Studies in many western countries have shown an alarming decrease in men's average sperm count and an increase in testicular cancers and abnormalities such as undescended testes. In the UK, the incidence of testicular cancer has more than doubled since 1964, and the proportion of men with high sperm counts has declined from 50% in the 1930s to only 15% in the 1980s.
Researchers believe that environmental rather than genetic factors are to blame, and theories about precisely what factors are involved received fresh impetus with the publication of an article by British and Danish scientists.1 The authors argue that environmental exposure to oestrogens, or substances which mimic them, could affect the development of male reproductive tissue in the pre-natal period.

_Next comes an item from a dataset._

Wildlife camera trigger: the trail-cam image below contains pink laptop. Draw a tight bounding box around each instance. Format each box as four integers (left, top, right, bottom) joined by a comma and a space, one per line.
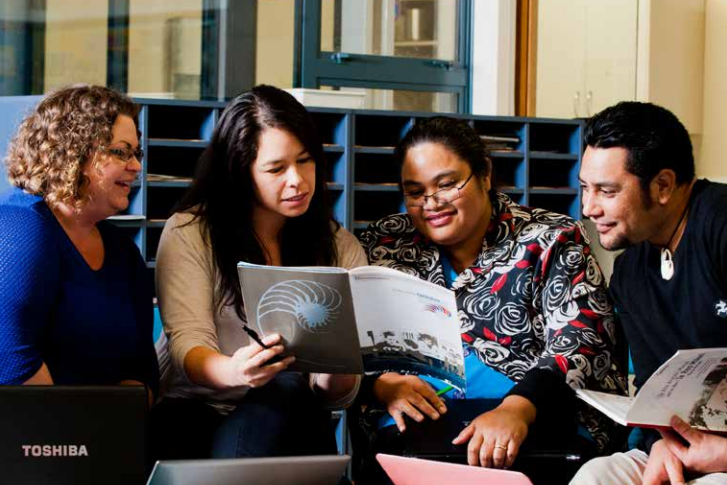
376, 453, 533, 485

The strongest supporting evidence comes from the use of a synthetic oestrogen, diethyl-stilboestrol (DES), in the USA during the 1970s. The drug was administered to mothers to prevent miscarriages, but produced side effects in some male children, including reduced sperm counts, malformations of the reproductive system and increased risk of testicular cancer.
Exposures of laboratory animals to synthetic oestrogens, as well as to substances with oestrogenic activity such as dioxins and PCBs, produce similar effects on reproductive development in males. Even high natural oestrogen levels in mothers are known adversely to affect their male offspring.
Possible environmental sources of oestrogens include synthetic hormones used in oral contraceptives, dairy products, plant oestrogens in the diet, and pollutants such as some organochlorines and detergent breakdown products. Exposure to these sources is likely to have increased over the last 40-50 years, the researchers argue, creating what some scientists have described as a "sea of oestrogens".
Recent research has found that sewage effluents have an oestrogenic effect on fish (ENDS Report 216, pp 10-11 ). Synthetic hormones used in contraceptive pills were recognised as a likely cause, but detergent biodegradation products were also implicated. Professor John Sumpter of Brunel University is currently conducting research into the hormonal activity of the biodegradation products of alkyl phenol ethoxylates, a group of non-ionic detergents, now used mainly in industrial cleaners.
One of the paper's authors, Dr Richard Sharpe of the Medical Research Council's Unit of Reproductive Biology, told ENDS that it will be necessary to phase out compounds which act as hormonal mimics.